The Qur’an also holds the original male-female human pair equally responsible for taking a different decision than Allah had advised, saying "Then the two of them ate of the fruit." (Qur’an 20: 115-21) By eliminating the question of Original Sin, and the concept that humanity was kicked out of the Garden of Eden because of "the woman," the Qur’an established an alternative paradigm for male-female relationships. "Among His signs is this: that He created for you mates (Zawj) amongst yourselves (males as mates for females, and vice- versa), that you may dwell in tranquility with them, and He has put affection and mercy between your hearts …" (Qur’an 30:21) Therefore, any family system that perpetuates an unequal status between husband and wife transgresses the bounds set by Allah Himself in maintaining healthy and balanced relationships.
But here we are caught in a very sad situation. Most Muslims say that they uphold the Qur’an as their primary source of all social standards and ethics, yet when it comes to actual practice it seems that so- called "cultural traditions" are more influential in determining how we conduct our lives. Nowhere is this more noticeable than in the treatment of women. Traditional attitudes and values, driven by androcentric political and cultural considerations and bound by limited contextual interpretations of certain words in the Qur’an, have been exploited to permit violence against women in families. Proponents of such abuse forget that the Qur’an transcends time and place, and was divinely revealed as an expression of eternal social values. Equality and justice are human realities, not fiction; and when human reality is out of sync with these eternal values, the result is great sorrow, misery and violence.
Consequently, the prevailing patriarchal family system that dominates in Muslim countries does not reflect the Islamic worldview on couple and family relationships in the light of current Qur’anic knowledge and Prophetic traditions and is in urgent need of critical reexamination. To continue to perpetuate culturally driven traditionalist views on gender relationships harbours the potential for even greater physical, psychological and emotional harm to the entire Muslim family.

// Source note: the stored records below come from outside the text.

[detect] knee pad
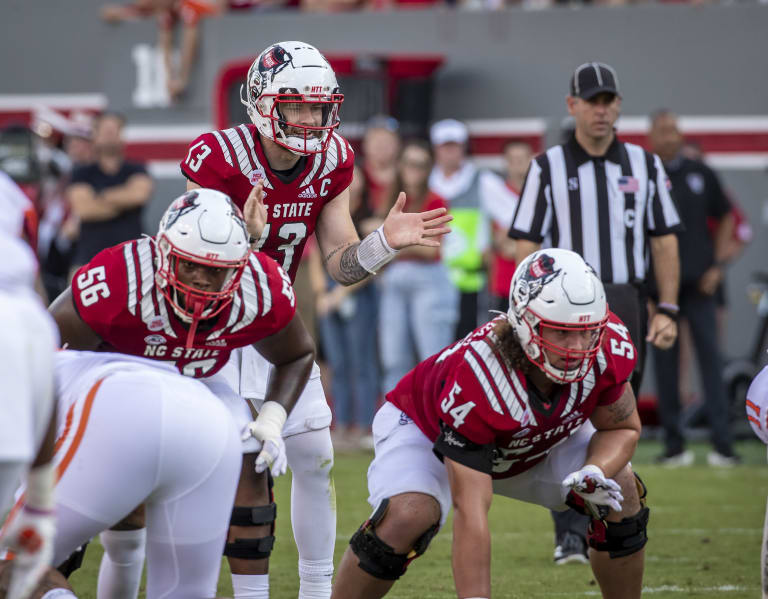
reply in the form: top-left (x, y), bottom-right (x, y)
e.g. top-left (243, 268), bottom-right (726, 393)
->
top-left (349, 498), bottom-right (440, 580)
top-left (587, 474), bottom-right (650, 558)
top-left (224, 474), bottom-right (277, 560)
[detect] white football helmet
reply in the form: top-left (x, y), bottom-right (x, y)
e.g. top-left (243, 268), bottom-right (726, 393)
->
top-left (240, 42), bottom-right (344, 155)
top-left (155, 189), bottom-right (250, 328)
top-left (507, 248), bottom-right (608, 384)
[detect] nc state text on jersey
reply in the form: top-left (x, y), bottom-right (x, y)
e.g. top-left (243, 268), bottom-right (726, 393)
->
top-left (144, 345), bottom-right (221, 360)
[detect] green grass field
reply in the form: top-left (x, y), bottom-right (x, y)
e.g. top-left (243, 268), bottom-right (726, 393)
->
top-left (71, 441), bottom-right (768, 599)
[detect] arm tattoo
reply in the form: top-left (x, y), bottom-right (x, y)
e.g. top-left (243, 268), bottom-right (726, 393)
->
top-left (608, 396), bottom-right (635, 424)
top-left (333, 242), bottom-right (370, 285)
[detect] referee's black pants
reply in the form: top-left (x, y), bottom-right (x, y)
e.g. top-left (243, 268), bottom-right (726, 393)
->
top-left (552, 283), bottom-right (648, 545)
top-left (653, 286), bottom-right (732, 455)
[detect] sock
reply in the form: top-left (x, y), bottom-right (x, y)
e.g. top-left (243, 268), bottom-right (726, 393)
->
top-left (299, 559), bottom-right (333, 599)
top-left (232, 574), bottom-right (269, 599)
top-left (96, 528), bottom-right (147, 599)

It can even result in the assimilation of Muslim family ideals into prevailing social values, without an understanding or awareness of ensuing and irreversible consequences.
I believe that implementing the preventive and restorative measures taught in the Qur’an will go a long way in addressing the growing issue of domestic violence and disunity. To that end, our top priority should be the education (or, perhaps, re-education) of the Muslim community. Violence is a learned behaviour, and unlike Freud or Darwin’s theories of the animal in us, we cannot make the excuse, "I cannot help it." The Qur’an reminds us that our God-given faculties of cognition and behaviour are under our control. It is our responsibility not to cause harm to others; thus, abusive Muslim men cannot blame their wives for their own actions.
Finally, we arrive at the inescapable fact that the Prophet Muhammad vehemently disapproved of men hitting women, (or vice-versa!) and that he never in his entire life hit any woman or child. In his last Khutba (or sermon), he advised men "to be kind to women — you have rights over your wives, and they have rights over you." He also said, "Treat your women well and be kind to them, for they are your partners and committed helpers."
On another occasion, he said "a strong person is not the one who can use the force of physical strength, but one who can control his/her anger."
Yet at this point in history, violence seems to have become a way of life throughout the world.
It is more important than ever that we find long-term solutions to it, especially for the vicious cycle of domestic violence. And it is my profound belief that Islam has a great deal to contribute to a lasting solution.